İkinci Dünya Savaşı dönemini anlatan kitaplar okudum daha önce. 1940'ların Almanya'sında geçse de farklı bir bakış açısıyla yazıldığını ve daha önce okumadığım detaylar içerdiğini söyleyebilirim. Savaş söz konusu olduğunda her şey siyah ya da beyaz değildir, özellikle geride kalanlar için griler olduğunu görürüz. Taraf tutmanız beklenir ama asker bile olsanız savaşın anlamsızlığını farkedip tüm kuralların dışında kalmak isteyebilirsiniz.
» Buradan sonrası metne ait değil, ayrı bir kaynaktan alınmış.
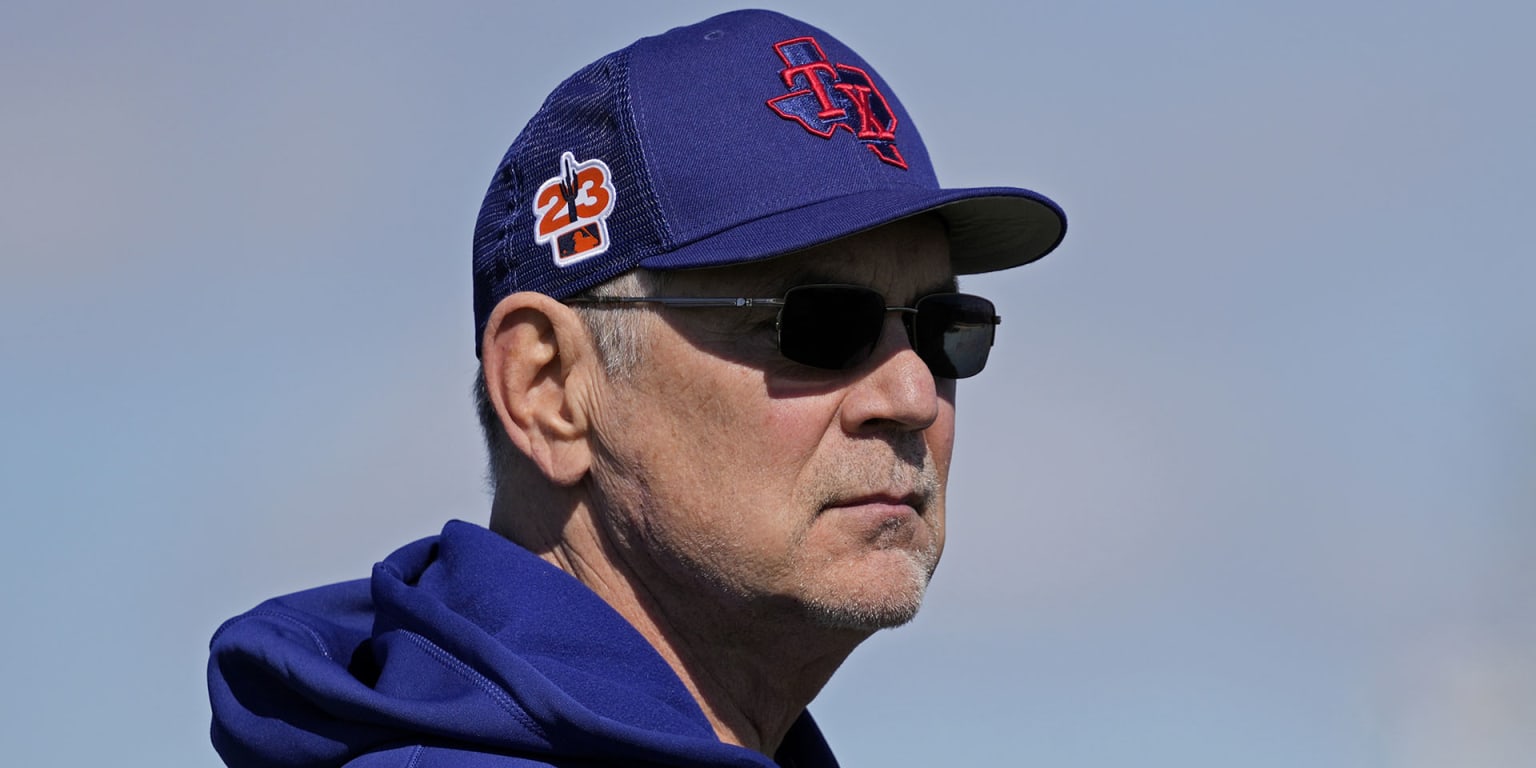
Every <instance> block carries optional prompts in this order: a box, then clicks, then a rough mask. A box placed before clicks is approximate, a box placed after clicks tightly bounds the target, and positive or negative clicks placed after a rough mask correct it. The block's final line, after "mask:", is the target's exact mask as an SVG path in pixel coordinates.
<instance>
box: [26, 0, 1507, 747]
mask: <svg viewBox="0 0 1536 768" xmlns="http://www.w3.org/2000/svg"><path fill="white" fill-rule="evenodd" d="M571 8H573V6H570V5H567V3H551V5H548V6H545V8H525V6H524V5H521V3H442V5H435V6H432V8H429V6H425V5H418V6H406V5H399V6H386V5H379V3H326V5H318V3H260V5H244V6H233V5H229V6H224V5H210V3H169V2H157V3H137V5H106V3H101V5H88V3H29V2H12V3H8V5H6V6H5V8H0V86H3V92H5V94H6V98H5V101H6V106H5V109H3V111H0V402H3V406H0V513H3V516H5V518H3V519H5V527H3V530H5V536H6V541H9V542H11V544H12V545H11V547H9V548H8V550H9V551H8V558H6V559H5V562H3V565H0V578H3V584H5V588H3V590H0V611H3V616H6V619H5V624H6V627H8V628H9V631H6V633H5V636H3V637H0V679H5V680H6V687H5V688H6V691H5V694H0V742H3V743H6V745H8V756H9V757H11V760H14V762H17V763H28V765H92V763H98V762H106V760H111V762H114V763H118V765H155V766H166V765H209V763H215V762H217V757H215V754H214V753H212V750H210V748H209V746H207V739H206V730H207V705H206V697H204V690H203V664H204V657H206V642H207V636H209V634H210V633H212V631H214V628H215V627H217V625H218V622H220V621H223V619H224V617H227V616H230V614H235V613H238V611H241V610H244V608H247V607H249V605H252V604H255V602H257V601H260V599H263V598H266V596H270V594H275V593H280V591H287V590H295V588H303V587H309V585H315V584H319V582H329V581H339V579H349V578H358V576H364V574H366V573H367V570H369V567H370V564H372V562H373V561H376V559H379V558H382V556H384V554H387V553H389V551H390V550H393V548H395V547H396V545H399V544H404V542H406V541H409V539H413V538H418V536H424V535H430V533H433V531H436V528H438V527H441V522H442V521H444V519H449V518H462V519H470V521H476V522H481V521H484V519H485V516H487V511H485V507H487V499H485V493H484V482H482V470H481V449H479V444H478V435H476V427H475V424H473V416H472V409H470V404H468V382H470V376H472V373H473V370H475V356H473V338H472V333H473V332H472V318H470V292H468V289H470V280H468V243H470V232H472V227H473V221H475V215H476V210H478V206H479V197H481V194H482V192H484V189H485V184H487V183H488V178H490V170H492V169H493V167H495V163H496V161H498V158H499V157H501V154H502V152H504V151H505V146H507V144H508V143H510V141H511V138H513V137H515V135H516V132H518V131H519V129H521V126H522V123H524V121H525V120H527V118H528V117H530V115H531V112H533V111H535V109H536V108H538V104H539V101H542V98H544V95H545V94H547V92H548V91H550V89H551V88H553V86H554V84H556V83H558V81H559V80H561V78H564V77H565V75H567V74H568V72H571V71H574V69H576V68H579V66H581V65H584V63H587V61H590V60H591V58H596V57H598V55H601V54H604V52H608V51H611V49H616V48H621V46H624V45H627V43H628V41H631V40H633V38H634V37H639V35H644V34H653V32H659V31H662V29H667V28H670V26H674V25H682V23H691V22H696V20H700V18H703V17H707V15H710V14H713V12H717V11H723V9H727V8H728V6H723V5H714V3H671V5H662V3H654V5H651V3H604V2H596V3H584V5H582V6H581V9H582V12H579V14H570V9H571ZM774 8H777V9H782V11H786V12H790V14H793V15H799V17H802V18H805V20H808V22H811V23H814V25H817V26H822V28H825V29H828V31H829V32H833V34H836V35H837V37H840V38H842V40H845V41H846V43H849V45H851V46H854V48H856V49H859V51H860V52H862V54H863V55H865V58H868V60H869V61H871V63H872V65H874V66H877V68H879V69H880V72H882V74H883V75H885V78H886V80H889V81H891V83H892V84H894V88H895V91H897V92H899V94H900V98H902V101H903V103H905V104H906V108H908V111H909V112H911V114H912V115H914V120H915V121H917V124H919V127H920V129H922V131H923V137H925V138H926V141H928V144H929V151H931V154H932V157H934V163H935V166H937V169H938V174H940V178H942V180H943V181H945V183H946V184H951V186H972V184H1018V186H1028V187H1031V189H1038V190H1041V192H1044V194H1048V195H1051V197H1052V198H1055V200H1057V201H1058V203H1061V204H1063V207H1064V209H1066V210H1068V214H1069V218H1071V232H1069V233H1068V240H1066V243H1064V244H1063V246H1061V249H1060V250H1058V252H1057V253H1054V255H1051V257H1049V258H1046V260H1044V261H1041V263H1038V264H1034V266H1031V267H1028V269H1021V270H1014V272H1008V273H1000V275H985V276H975V278H969V280H968V281H965V286H966V289H968V290H974V292H978V293H985V295H989V296H992V298H994V300H995V301H997V303H998V306H1000V313H1001V315H1003V316H1005V324H1003V326H1001V329H1000V338H998V347H997V350H995V352H994V362H992V364H991V366H989V369H988V372H986V375H983V376H980V378H975V379H969V381H966V382H963V384H962V387H960V422H958V430H960V449H958V453H957V458H955V468H954V475H952V488H951V504H949V507H951V536H949V542H951V544H949V548H948V550H946V554H945V561H943V565H942V567H940V571H938V576H937V579H935V582H934V588H932V591H931V599H929V604H928V607H926V608H925V611H923V614H922V616H920V617H919V621H917V622H914V624H912V625H909V627H906V628H902V630H897V631H892V633H886V634H882V636H877V637H874V639H872V641H871V642H869V644H866V647H865V648H862V650H860V651H859V653H857V654H856V656H854V657H852V659H851V660H849V662H848V665H846V667H845V668H843V671H842V673H840V674H839V676H837V677H834V680H833V684H831V685H829V687H828V690H826V691H823V694H822V697H820V700H817V702H816V703H814V705H813V711H816V713H817V717H819V719H820V720H822V723H823V728H825V730H826V731H828V736H829V739H831V740H833V745H834V748H837V751H839V754H840V756H842V759H843V762H845V765H851V766H852V765H889V766H900V765H955V763H963V765H1074V766H1112V765H1126V763H1130V762H1135V763H1138V765H1155V766H1157V765H1169V766H1175V765H1177V766H1181V768H1187V766H1218V765H1220V766H1226V765H1233V763H1238V765H1247V766H1295V765H1309V766H1322V768H1332V766H1338V768H1346V766H1349V768H1361V766H1367V768H1370V766H1384V768H1419V766H1425V768H1427V766H1447V765H1456V766H1499V768H1504V766H1525V765H1531V763H1533V762H1536V736H1533V733H1536V728H1530V723H1533V722H1536V651H1533V648H1536V567H1533V561H1536V353H1533V352H1536V309H1533V303H1531V300H1530V293H1531V292H1533V286H1536V261H1533V258H1531V247H1530V237H1528V233H1527V232H1525V229H1527V226H1528V221H1530V214H1528V209H1530V207H1531V206H1533V203H1536V195H1533V192H1531V186H1530V180H1531V178H1533V177H1536V149H1533V146H1531V137H1533V135H1536V100H1533V98H1531V95H1530V94H1531V88H1530V74H1531V72H1533V71H1536V55H1533V54H1531V46H1530V41H1528V32H1530V29H1533V26H1536V11H1531V6H1530V5H1522V3H1432V2H1407V3H1312V2H1301V3H1295V2H1293V3H1269V2H1266V3H1193V2H1183V3H1178V2H1175V3H1158V5H1152V3H1124V2H1104V3H1012V5H1001V3H998V5H989V3H971V2H963V0H955V2H948V3H932V5H914V3H872V2H868V3H866V2H849V3H842V5H831V3H808V2H794V3H777V5H774Z"/></svg>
Kitap ilginç bir konuyla başlıyor. Ana karakterimiz Rosa, Hitler'in çeşnicilerinden birisi olmak için seçiliyor. On kadın, her gün üç öğün Hitler'in yiyeceği yemekleri tadıp zehirli olup olmadığının anlaşılmasını sağlayacaklar. Seçim şansları yok. Aslında besinin zor bulunduğu bir dönemde, çok lezzetli yemekler tadıyorlar ama ölme ihtimali ile birlikte. Açlık mı zor, böyle bir riske girmek mi?
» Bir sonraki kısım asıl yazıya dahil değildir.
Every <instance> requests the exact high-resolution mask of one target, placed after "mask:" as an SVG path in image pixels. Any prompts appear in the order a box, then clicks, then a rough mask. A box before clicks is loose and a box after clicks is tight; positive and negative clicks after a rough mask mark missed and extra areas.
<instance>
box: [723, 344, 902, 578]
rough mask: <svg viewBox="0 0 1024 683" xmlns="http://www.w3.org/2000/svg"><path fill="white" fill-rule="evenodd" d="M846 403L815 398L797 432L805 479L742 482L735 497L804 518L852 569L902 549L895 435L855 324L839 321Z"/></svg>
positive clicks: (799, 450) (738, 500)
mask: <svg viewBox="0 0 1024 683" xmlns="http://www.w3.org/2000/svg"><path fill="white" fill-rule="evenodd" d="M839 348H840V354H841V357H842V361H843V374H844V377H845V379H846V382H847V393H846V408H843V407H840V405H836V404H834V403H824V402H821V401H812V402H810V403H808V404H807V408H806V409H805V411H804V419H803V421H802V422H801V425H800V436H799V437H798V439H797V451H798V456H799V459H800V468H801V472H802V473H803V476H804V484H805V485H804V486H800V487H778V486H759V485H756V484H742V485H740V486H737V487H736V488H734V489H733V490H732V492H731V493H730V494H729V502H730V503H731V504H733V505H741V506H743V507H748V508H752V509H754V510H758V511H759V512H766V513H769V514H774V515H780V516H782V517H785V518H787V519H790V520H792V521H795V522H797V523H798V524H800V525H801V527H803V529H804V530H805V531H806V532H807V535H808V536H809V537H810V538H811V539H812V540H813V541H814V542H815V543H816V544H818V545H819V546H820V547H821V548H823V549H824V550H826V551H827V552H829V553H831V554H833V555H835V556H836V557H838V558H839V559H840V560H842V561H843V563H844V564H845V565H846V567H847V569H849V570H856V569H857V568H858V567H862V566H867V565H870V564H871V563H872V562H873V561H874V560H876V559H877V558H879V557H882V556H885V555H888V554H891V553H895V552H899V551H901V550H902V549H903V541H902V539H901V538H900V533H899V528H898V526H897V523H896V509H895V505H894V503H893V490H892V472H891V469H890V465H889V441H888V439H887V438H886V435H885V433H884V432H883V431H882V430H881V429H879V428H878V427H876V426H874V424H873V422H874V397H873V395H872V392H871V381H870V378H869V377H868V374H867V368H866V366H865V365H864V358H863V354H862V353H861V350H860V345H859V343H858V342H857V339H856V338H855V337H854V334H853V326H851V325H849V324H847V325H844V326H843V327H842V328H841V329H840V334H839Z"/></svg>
Yazar, bu konuyu her yönüyle irdeliyor ve bize düşünecek çok şey veriyor. Ama kurgu bundan ibaret değil. Sayfalar ilerledikçe, çocukları ya da anne babaları ile geride bırakılan kadınların savaş döneminde neler yaşayabileceklerine tanık oluyoruz. Rosa, kendine has, farklı bir karakter. Sürekli isyan halinde, hayatı sorguluyor ama neye isyan ettiğinin çoğunlukla farkında bile değil.
Kitap akıcı ama konusu dolayısıyla mola verme ihtiyacı hissedebilirsiniz okurken. Kurgu olaylı ve özellikle sonlarda sürprizlerle dolu. Hiç beklemediğiniz bir sonla karşılaşıyorsunuz.